These discussions have occurred bilaterally, between ACR and representatives of various coalitions, and via ACR’s participation in formal working groups, including the International Emissions Trading Association (IETA) Digital Climate Markets Task Force as well as in the Gold Standard Digital Working Groups.

In May 2022, ACR announced updated program rules prohibiting the tokenization of ACR carbon offset credits unless explicitly authorized by ACR. The updated rules were designed to protect the integrity of ACR offset credits and maintain confidence in carbon markets at this critical time for achieving climate action.

It is our intention to advance the dialogue around opportunities that digitization presents to the markets with the aim of developing program rules and infrastructure to support tokenization of ACR carbon offset credits.

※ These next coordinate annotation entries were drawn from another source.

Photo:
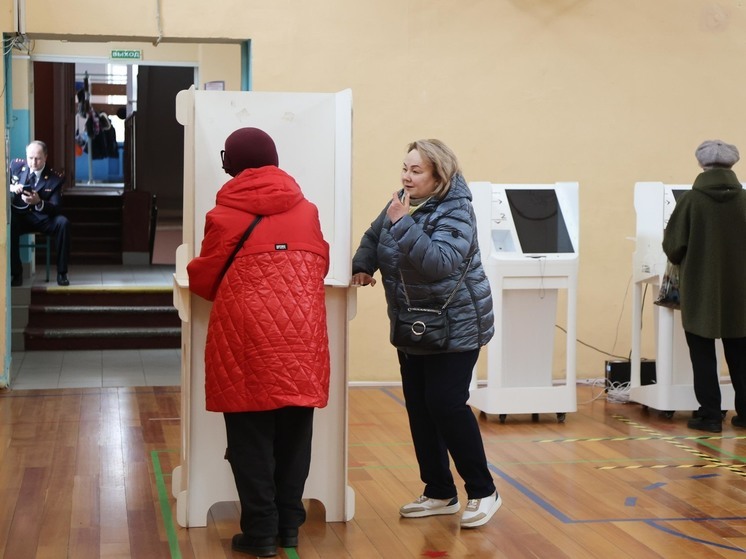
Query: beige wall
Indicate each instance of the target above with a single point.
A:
(599, 92)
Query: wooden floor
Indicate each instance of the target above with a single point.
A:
(85, 473)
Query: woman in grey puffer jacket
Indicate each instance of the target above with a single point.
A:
(427, 237)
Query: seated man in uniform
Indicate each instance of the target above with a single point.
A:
(35, 204)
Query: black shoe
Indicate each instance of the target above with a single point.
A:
(709, 425)
(260, 547)
(289, 538)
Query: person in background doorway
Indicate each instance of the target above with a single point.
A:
(267, 352)
(35, 206)
(705, 237)
(425, 241)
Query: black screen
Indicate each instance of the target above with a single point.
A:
(538, 221)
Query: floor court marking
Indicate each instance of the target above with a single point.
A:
(652, 522)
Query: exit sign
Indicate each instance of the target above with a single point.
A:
(122, 54)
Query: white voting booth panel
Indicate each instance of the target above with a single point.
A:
(313, 134)
(673, 389)
(528, 236)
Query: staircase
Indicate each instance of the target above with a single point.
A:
(95, 216)
(101, 317)
(81, 317)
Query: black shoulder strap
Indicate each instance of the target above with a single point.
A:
(238, 246)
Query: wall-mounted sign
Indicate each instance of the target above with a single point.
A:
(124, 54)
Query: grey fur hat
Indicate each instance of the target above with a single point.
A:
(716, 153)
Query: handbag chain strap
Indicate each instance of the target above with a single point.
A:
(448, 301)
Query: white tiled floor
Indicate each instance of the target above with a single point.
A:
(95, 368)
(100, 368)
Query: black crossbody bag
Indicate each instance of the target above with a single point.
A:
(423, 328)
(238, 246)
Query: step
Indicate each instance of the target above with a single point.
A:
(58, 339)
(103, 316)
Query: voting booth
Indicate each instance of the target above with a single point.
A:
(528, 237)
(673, 389)
(313, 135)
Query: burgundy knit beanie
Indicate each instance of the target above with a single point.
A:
(248, 148)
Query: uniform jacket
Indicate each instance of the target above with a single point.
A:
(706, 236)
(49, 186)
(431, 248)
(267, 344)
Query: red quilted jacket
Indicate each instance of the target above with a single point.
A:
(267, 344)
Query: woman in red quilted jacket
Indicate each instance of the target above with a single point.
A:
(267, 351)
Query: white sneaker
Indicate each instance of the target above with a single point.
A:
(425, 506)
(479, 511)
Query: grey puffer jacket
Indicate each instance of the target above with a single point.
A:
(431, 247)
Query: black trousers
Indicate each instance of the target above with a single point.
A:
(270, 455)
(706, 375)
(57, 227)
(436, 389)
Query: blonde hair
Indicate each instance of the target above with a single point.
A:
(443, 160)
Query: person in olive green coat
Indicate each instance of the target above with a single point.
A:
(706, 236)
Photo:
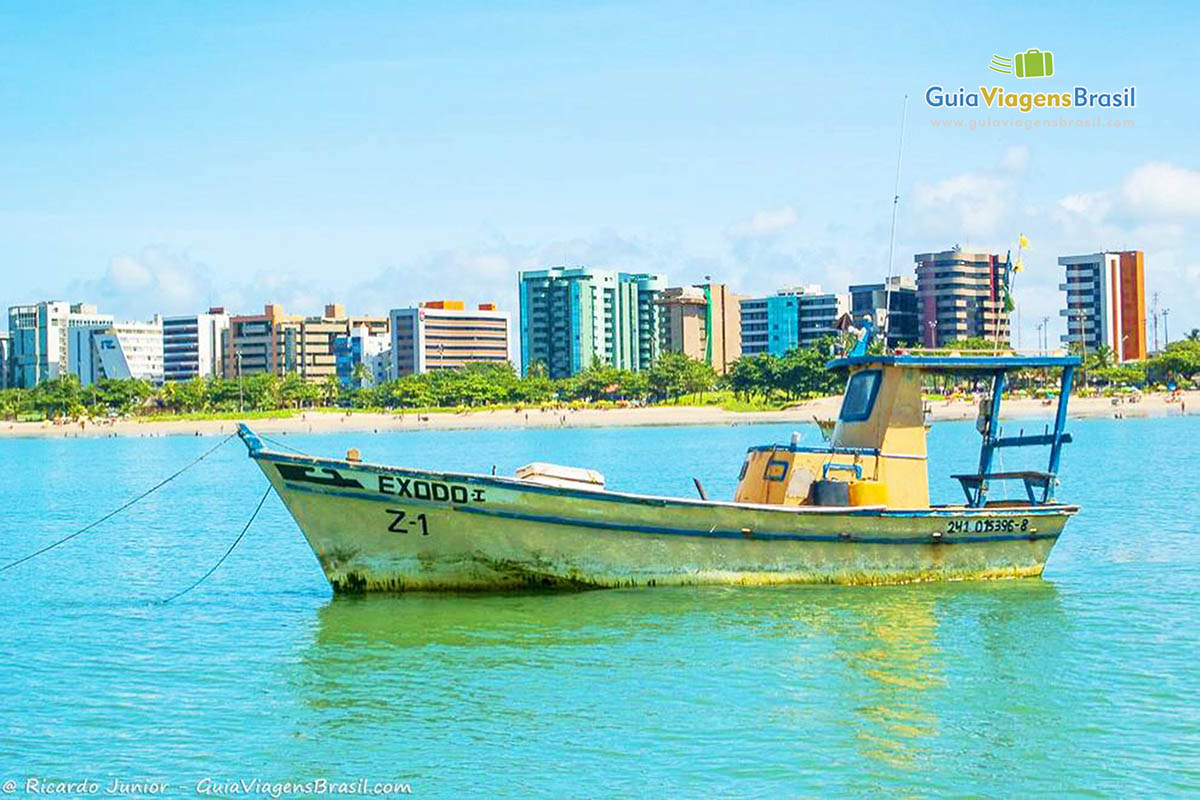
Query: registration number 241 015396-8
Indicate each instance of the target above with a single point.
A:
(1003, 525)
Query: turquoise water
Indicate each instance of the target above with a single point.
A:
(1083, 683)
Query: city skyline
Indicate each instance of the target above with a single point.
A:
(294, 158)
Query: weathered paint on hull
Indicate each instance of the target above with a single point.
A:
(387, 529)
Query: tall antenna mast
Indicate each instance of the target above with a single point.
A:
(892, 244)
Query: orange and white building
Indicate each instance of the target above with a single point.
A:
(1107, 302)
(447, 335)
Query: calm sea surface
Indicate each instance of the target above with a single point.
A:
(1084, 683)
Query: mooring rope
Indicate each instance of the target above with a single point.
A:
(221, 560)
(280, 444)
(117, 511)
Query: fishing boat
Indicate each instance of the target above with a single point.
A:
(853, 510)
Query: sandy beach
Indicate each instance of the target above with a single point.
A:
(822, 408)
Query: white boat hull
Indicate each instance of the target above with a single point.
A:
(385, 529)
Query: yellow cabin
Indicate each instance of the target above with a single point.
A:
(876, 455)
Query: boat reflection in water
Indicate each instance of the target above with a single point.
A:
(731, 681)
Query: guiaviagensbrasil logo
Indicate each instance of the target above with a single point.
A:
(1030, 64)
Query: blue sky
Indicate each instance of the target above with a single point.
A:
(157, 157)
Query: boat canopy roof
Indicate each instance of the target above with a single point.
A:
(975, 362)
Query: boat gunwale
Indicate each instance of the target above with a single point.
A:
(609, 495)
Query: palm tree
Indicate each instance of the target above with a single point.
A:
(333, 388)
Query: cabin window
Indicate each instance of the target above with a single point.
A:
(859, 398)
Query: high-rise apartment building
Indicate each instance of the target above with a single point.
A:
(798, 317)
(574, 317)
(819, 312)
(5, 348)
(960, 295)
(192, 344)
(771, 324)
(361, 347)
(118, 350)
(1107, 302)
(39, 338)
(447, 335)
(282, 344)
(891, 305)
(702, 322)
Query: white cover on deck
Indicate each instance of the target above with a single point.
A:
(567, 477)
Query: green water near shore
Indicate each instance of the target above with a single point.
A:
(1081, 683)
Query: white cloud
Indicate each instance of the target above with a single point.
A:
(155, 281)
(1092, 206)
(766, 223)
(1159, 190)
(1015, 158)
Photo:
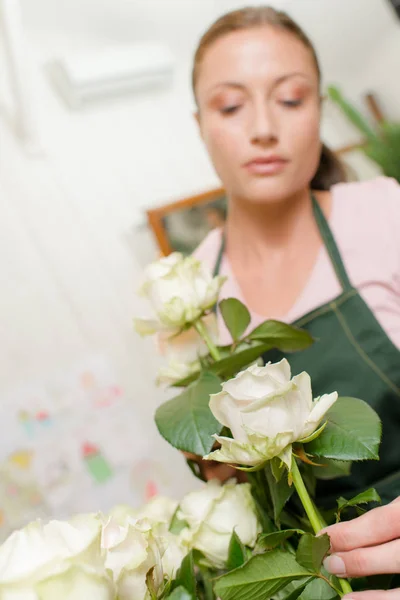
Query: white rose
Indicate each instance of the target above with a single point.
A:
(134, 549)
(267, 412)
(184, 350)
(179, 290)
(213, 513)
(55, 560)
(159, 509)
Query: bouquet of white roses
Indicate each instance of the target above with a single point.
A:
(263, 421)
(255, 540)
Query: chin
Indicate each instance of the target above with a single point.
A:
(267, 190)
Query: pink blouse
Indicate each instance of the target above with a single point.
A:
(365, 222)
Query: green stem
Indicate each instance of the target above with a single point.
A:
(312, 513)
(203, 332)
(305, 498)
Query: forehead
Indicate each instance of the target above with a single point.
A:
(253, 54)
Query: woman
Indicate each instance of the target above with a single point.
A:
(301, 245)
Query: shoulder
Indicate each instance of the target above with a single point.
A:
(364, 193)
(207, 250)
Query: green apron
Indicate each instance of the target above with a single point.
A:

To that end, ACR invited participation in our Digital Assets Consultation to achieve two objectives toward progress:

  • Share ACR’s current thinking around the risks and potential hurdles that need to be addressed.
  • Gather information from a wide variety of proponents about how different offerings and technologies can best be structured and deployed to mitigate these concerns and advance climate goals.

The Digital Assets Consultation kicked off in September 2022 with background information and a first set of questions sent to participants. Topics being explored include:

  • Proposed service offerings and how they advance climate action
  • Maintaining environmental integrity of the carbon markets on-chain
  • Market access, democratization, and transparency
  • Blockchain security and the regulatory environment

ACR anticipates following up on the questionnaires with a second phase of bilateral conversations with consultation participants and potentially a convening at the end of the process. We appreciate that there are multiple angles from which to examine this subject and ACR is considering a third phase of engagement aimed at a wider audience to present and receive feedback from ACR account holders and other users on a variety of considerations that will ultimately shape ACR’s approach to digital assets. Sign up to receive the ACR newsletter and updates.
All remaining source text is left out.